Value of Data Collected by Coroners and Medical Examiners as a Data Source for Toxicovigilance
The coroner is a public officer (doctor, lawyer, or notary) appointed by the provincial government who reports to the Chief Coroner. The coroner systematically intervenes to determine the cause of death in a number of situations, including when a death occurs under violent (e.g., accident, suicide) or mysterious circumstances, when the death is the result of negligence, when the cause of death is unknown, or when the death occurs in a rehabilitation centre, penitentiary, detention centre, intensive supervision unit as defined in the Youth Protection Act, police station, daycare centre, or foster family, or in custody in a health facility, etc. In Québec, nearly 10% of deaths are reported to Bureau du coroner du Québec (BCQ). Following the investigation, the coroner publishes his or her findings in a public report.
Although a coroner’s report can take an average of 10 to 12 months to produce, information on the presumed causes and circumstances of the death are generally recorded in a database within 48 hours after the death is reported. Together with the results of the toxicological analyses that are frequently requested by coroners and are generally available within a few weeks, this information is a useful data source for quickly identifying threats to the public’s health or emerging phenomena involving exposure to or consumption of chemicals.
Definitions of health vigilance and toxicovigilance
Health vigilance is defined by Ministère de la Santé et des Services sociaux (MSSS) as a continuous process of identifying and characterizing threats to population health through the collection, analysis, and interpretation of data on health determinants and effects. It enables MSSS to detect real or perceived health threats as early as possible and to alert public health authorities so they can respond appropriately (MSSS, 2014).
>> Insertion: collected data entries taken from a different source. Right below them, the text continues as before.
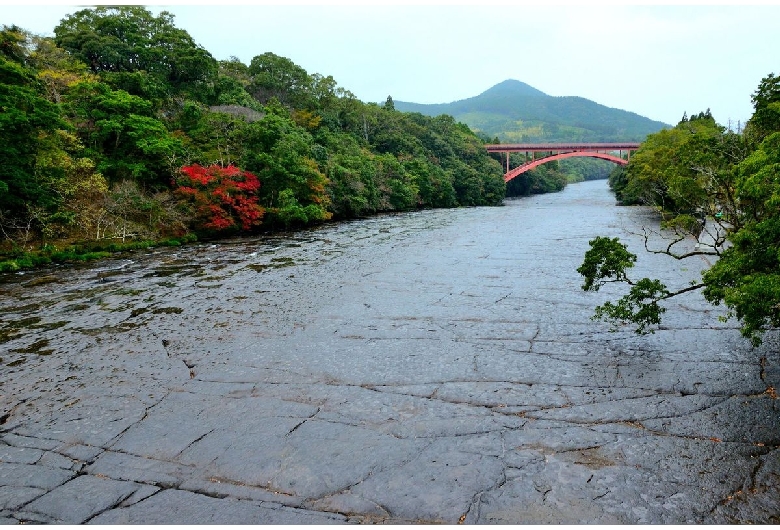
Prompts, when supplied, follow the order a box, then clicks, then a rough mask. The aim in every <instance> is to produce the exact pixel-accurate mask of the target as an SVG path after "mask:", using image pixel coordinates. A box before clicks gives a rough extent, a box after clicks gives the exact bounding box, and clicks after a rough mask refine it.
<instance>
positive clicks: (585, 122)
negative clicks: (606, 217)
mask: <svg viewBox="0 0 780 530" xmlns="http://www.w3.org/2000/svg"><path fill="white" fill-rule="evenodd" d="M394 103H395V108H396V110H400V111H403V112H419V113H420V114H424V115H426V116H438V115H440V114H449V115H450V116H453V117H454V118H455V119H456V120H457V121H459V122H463V123H465V124H466V125H468V126H469V127H470V128H471V129H472V130H474V131H475V132H477V133H481V134H483V135H485V136H487V137H489V138H491V139H492V138H494V137H498V138H499V139H500V140H501V141H502V142H510V143H534V142H620V141H625V142H630V141H643V140H644V139H645V137H646V136H647V135H648V134H651V133H654V132H658V131H659V130H661V129H663V128H665V127H666V128H668V127H670V126H669V125H668V124H666V123H662V122H660V121H654V120H651V119H649V118H645V117H643V116H640V115H639V114H635V113H633V112H628V111H625V110H620V109H613V108H610V107H606V106H604V105H599V104H598V103H595V102H593V101H591V100H589V99H585V98H581V97H573V96H565V97H554V96H549V95H547V94H545V93H544V92H542V91H541V90H537V89H535V88H534V87H532V86H530V85H527V84H526V83H523V82H521V81H517V80H514V79H508V80H506V81H503V82H501V83H499V84H497V85H495V86H494V87H492V88H490V89H488V90H486V91H485V92H483V93H482V94H480V95H478V96H475V97H472V98H468V99H463V100H460V101H454V102H452V103H437V104H421V103H409V102H405V101H395V102H394Z"/></svg>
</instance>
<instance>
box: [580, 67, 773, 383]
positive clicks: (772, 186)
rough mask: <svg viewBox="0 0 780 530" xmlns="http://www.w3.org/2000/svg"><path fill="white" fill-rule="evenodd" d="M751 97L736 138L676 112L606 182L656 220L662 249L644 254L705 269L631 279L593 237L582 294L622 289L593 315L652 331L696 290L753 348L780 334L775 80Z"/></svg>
mask: <svg viewBox="0 0 780 530" xmlns="http://www.w3.org/2000/svg"><path fill="white" fill-rule="evenodd" d="M751 99H752V102H753V109H754V112H753V115H752V116H751V118H750V120H749V121H748V122H747V125H746V126H745V129H744V131H742V132H735V131H732V130H729V129H727V128H726V127H724V126H722V125H720V124H718V122H717V121H716V120H715V118H714V117H713V116H712V114H711V113H710V111H709V109H708V110H707V111H706V112H700V113H698V114H693V115H691V116H690V117H688V116H687V115H683V118H682V119H681V120H680V122H679V123H678V124H677V125H676V126H675V127H674V128H672V129H668V130H663V131H660V132H658V133H656V134H652V135H650V136H649V137H648V138H647V141H645V142H644V143H643V144H642V145H641V146H640V148H639V150H638V151H637V152H636V153H635V154H634V155H633V156H632V157H631V160H630V162H629V163H628V165H627V166H625V167H621V168H618V169H615V171H614V173H613V174H612V175H611V176H610V185H611V186H612V188H613V189H614V190H615V194H616V196H617V198H618V199H619V200H621V201H623V202H624V203H625V204H644V205H650V206H653V207H655V208H656V209H657V211H658V212H659V213H660V214H661V215H662V219H663V222H662V223H661V226H660V228H661V229H662V230H664V233H665V235H666V237H667V245H666V246H665V248H663V247H662V248H649V249H648V250H650V251H652V252H654V253H656V254H667V255H669V256H672V257H674V258H676V259H678V260H685V259H688V258H692V259H694V260H696V261H697V262H698V263H701V261H700V260H701V259H702V256H709V257H706V258H705V260H707V262H709V263H713V265H712V266H711V267H710V268H709V269H708V270H706V271H704V273H703V274H702V279H701V281H700V282H698V283H694V284H688V285H677V286H674V285H669V286H667V284H666V283H664V282H662V281H661V280H659V279H653V278H641V279H637V278H632V277H631V275H630V272H631V268H632V267H633V266H634V263H635V262H636V261H637V256H636V255H635V254H633V253H631V252H629V251H628V248H627V246H626V245H625V244H623V243H621V242H620V241H619V239H618V238H610V237H598V238H596V239H594V240H592V241H591V242H590V246H591V248H590V250H589V251H588V252H587V253H586V255H585V260H584V262H583V264H582V266H581V267H580V268H579V269H578V271H579V272H580V273H581V274H582V275H583V276H584V278H585V282H584V284H583V289H585V290H589V291H598V290H599V288H600V287H602V286H603V285H605V284H607V283H615V282H619V283H625V284H627V286H628V292H627V294H626V295H625V296H623V297H622V298H620V299H618V300H616V301H614V302H606V303H605V304H603V305H601V306H598V307H597V308H596V313H595V316H596V317H598V318H602V319H604V320H608V321H611V322H613V323H615V324H617V325H620V324H624V323H633V324H635V325H636V330H637V332H639V333H645V332H648V331H649V332H652V331H653V330H654V329H655V327H656V326H657V325H658V324H660V323H661V317H662V314H663V313H664V311H666V308H665V307H664V305H663V303H664V301H665V300H667V299H669V298H672V297H676V296H681V295H685V294H687V293H689V292H690V291H695V290H698V289H701V291H702V294H703V296H704V298H705V299H706V300H707V301H709V302H711V303H712V304H714V305H720V304H723V305H724V306H726V307H727V308H728V310H729V315H730V316H733V317H736V318H737V319H739V320H740V322H741V324H742V334H743V335H744V336H745V337H746V338H749V339H750V340H751V341H752V342H753V344H756V345H757V344H759V343H760V342H761V340H762V335H763V333H764V332H765V331H767V330H769V329H773V328H774V329H776V328H780V76H776V75H774V74H769V75H768V76H767V77H765V78H764V79H762V80H761V83H760V84H759V85H758V87H757V89H756V91H755V92H754V93H753V94H752V98H751ZM648 230H652V228H649V227H648ZM692 240H695V241H696V242H697V244H696V245H695V246H693V245H691V242H692ZM683 266H684V265H683ZM771 390H772V393H774V389H771Z"/></svg>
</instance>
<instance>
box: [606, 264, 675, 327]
mask: <svg viewBox="0 0 780 530" xmlns="http://www.w3.org/2000/svg"><path fill="white" fill-rule="evenodd" d="M668 296H669V291H668V290H667V289H666V286H665V285H664V284H663V283H661V282H660V281H658V280H651V279H650V278H642V279H641V280H639V281H638V282H636V284H635V285H632V286H631V289H630V290H629V292H628V294H627V295H625V296H623V297H622V298H620V299H619V300H618V301H617V303H613V302H605V303H604V304H603V305H600V306H597V307H596V309H595V312H594V315H593V318H594V319H596V320H606V321H610V322H613V323H623V324H625V323H632V324H634V325H636V328H634V331H635V332H636V333H637V334H640V335H644V334H646V333H653V332H654V330H653V329H648V326H657V325H658V324H660V323H661V315H662V314H663V313H664V312H665V311H666V308H664V307H661V306H659V305H658V301H659V300H662V299H664V298H667V297H668Z"/></svg>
Health vigilance differs from surveillance in that it involves an active process of identifying health threats.
The term toxicovigilance is used when health vigilance focuses on toxicants. Although MSSS does not have a definition of toxicovigilance, the World Health Organization (WHO) has defined it as an active process of identifying and evaluating toxic risks with the aim of reducing the incidence of poisonings by identifying new toxicological risks (WHO, n.d.).
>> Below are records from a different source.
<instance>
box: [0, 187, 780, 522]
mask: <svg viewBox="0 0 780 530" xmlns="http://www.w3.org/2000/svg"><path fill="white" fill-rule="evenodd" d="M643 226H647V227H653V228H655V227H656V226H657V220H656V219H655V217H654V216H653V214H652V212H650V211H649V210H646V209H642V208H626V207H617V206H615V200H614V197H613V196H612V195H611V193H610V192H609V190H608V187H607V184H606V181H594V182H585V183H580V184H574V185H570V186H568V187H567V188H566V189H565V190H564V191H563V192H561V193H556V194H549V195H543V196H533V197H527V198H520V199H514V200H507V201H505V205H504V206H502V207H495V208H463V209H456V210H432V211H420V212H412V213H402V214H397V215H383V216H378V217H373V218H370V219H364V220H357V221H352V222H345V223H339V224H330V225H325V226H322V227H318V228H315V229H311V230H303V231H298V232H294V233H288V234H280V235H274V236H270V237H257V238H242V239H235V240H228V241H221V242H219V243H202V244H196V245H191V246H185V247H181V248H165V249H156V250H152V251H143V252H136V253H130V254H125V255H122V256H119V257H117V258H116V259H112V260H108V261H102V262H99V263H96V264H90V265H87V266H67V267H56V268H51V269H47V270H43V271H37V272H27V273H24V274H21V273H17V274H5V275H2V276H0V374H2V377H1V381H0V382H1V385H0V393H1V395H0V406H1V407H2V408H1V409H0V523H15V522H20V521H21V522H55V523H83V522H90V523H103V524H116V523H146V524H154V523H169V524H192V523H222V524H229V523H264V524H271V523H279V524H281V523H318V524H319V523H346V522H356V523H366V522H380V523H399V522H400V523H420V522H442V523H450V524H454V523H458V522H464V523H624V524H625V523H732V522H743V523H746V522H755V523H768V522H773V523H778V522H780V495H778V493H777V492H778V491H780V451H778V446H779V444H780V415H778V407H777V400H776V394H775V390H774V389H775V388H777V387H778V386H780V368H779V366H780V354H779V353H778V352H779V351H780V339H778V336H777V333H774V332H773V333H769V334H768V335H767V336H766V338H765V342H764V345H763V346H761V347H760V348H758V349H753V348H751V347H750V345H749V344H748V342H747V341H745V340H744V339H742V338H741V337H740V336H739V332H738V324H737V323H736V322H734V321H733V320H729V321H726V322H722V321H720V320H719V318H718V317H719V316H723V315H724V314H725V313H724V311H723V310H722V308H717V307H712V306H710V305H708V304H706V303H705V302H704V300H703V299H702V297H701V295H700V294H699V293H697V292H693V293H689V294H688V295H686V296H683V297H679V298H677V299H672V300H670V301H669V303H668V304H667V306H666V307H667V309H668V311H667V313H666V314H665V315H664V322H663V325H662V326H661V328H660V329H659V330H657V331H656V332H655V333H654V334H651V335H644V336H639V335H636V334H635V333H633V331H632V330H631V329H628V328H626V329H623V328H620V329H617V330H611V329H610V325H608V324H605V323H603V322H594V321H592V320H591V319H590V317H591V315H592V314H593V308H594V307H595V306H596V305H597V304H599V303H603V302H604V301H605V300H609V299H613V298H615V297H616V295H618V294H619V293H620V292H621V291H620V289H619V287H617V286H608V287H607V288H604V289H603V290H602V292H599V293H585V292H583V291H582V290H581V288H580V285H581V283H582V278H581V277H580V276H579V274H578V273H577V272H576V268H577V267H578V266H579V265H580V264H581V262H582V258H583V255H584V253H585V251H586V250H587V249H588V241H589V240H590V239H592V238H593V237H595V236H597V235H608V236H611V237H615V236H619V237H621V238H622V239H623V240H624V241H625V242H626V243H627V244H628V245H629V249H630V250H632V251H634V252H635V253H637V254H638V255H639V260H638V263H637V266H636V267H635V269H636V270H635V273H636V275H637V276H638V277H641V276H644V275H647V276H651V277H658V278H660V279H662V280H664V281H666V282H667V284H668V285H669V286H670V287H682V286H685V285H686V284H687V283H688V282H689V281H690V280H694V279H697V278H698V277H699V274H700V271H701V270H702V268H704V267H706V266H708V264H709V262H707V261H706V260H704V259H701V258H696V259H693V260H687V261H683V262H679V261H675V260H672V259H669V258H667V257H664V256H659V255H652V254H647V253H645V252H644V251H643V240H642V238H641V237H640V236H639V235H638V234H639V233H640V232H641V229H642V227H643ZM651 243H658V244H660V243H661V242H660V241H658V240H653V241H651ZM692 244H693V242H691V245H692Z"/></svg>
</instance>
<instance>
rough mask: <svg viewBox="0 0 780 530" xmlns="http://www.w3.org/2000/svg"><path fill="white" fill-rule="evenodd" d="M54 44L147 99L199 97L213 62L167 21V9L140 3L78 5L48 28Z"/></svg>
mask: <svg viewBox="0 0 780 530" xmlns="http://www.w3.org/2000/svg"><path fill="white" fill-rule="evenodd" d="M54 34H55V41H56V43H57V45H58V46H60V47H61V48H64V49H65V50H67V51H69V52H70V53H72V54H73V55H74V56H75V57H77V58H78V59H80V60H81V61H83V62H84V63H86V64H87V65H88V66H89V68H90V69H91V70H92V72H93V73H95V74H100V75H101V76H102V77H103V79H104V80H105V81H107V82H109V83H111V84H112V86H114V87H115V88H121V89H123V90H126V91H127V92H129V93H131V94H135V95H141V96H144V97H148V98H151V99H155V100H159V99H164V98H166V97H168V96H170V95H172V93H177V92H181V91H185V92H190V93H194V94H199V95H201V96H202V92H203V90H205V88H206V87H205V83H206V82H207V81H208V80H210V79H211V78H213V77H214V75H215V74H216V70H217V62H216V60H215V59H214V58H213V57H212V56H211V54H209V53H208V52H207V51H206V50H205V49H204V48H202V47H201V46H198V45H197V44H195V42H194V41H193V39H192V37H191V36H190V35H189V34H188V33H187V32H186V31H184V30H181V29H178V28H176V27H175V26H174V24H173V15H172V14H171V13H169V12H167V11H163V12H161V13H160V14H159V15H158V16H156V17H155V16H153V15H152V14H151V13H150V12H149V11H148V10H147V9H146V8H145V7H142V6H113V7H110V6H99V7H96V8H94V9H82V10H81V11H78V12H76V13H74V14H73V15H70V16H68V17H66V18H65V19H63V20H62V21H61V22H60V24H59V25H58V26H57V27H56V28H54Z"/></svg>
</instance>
For more information on the definitions of toxicovigilance and the differences between surveillance, toxicovigilance, and pharmacovigilance, the reader is encouraged to consult the publication by Vermette, Dubé, and Gosselin (2014).
Objectives of the literature review
The first objective of this literature review was to guide the development of appropriate toxicovigilance indicators for Québec by surveying toxicovigilance activities that use toxicological analysis data compiled by coroners and medical examiners on deceased persons. Given the absence of scientific literature on such toxicovigilance activities, the objective was revised in order to collect information on substances and populations targeted by similar surveillance activities, namely activities using toxicological analysis data compiled by coroners and medical examiners on deceased persons in Canada and around the world. This review also describes the main advantages and disadvantages of using data from ongoing coroners’ and medical examiners’ investigations for toxicovigilance purposes.
It was possible to determine that the vast majority of substances investigated or detected through surveillance activities or population surveys (related to deaths by poisoning) are drugs or medications. However, this observation must be qualified by the fact that most toxicological analyses carried out on deceased persons prioritize some of these substances at the expense of others, such as pesticides or industrial products. Nevertheless, in Québec, drugs and medications alone are responsible for a very high proportion of deaths due to poisoning. It is important to keep in mind, however, that health surveillance initiatives must also address rare or unusual phenomena that are not necessarily detected using existing surveillance activities.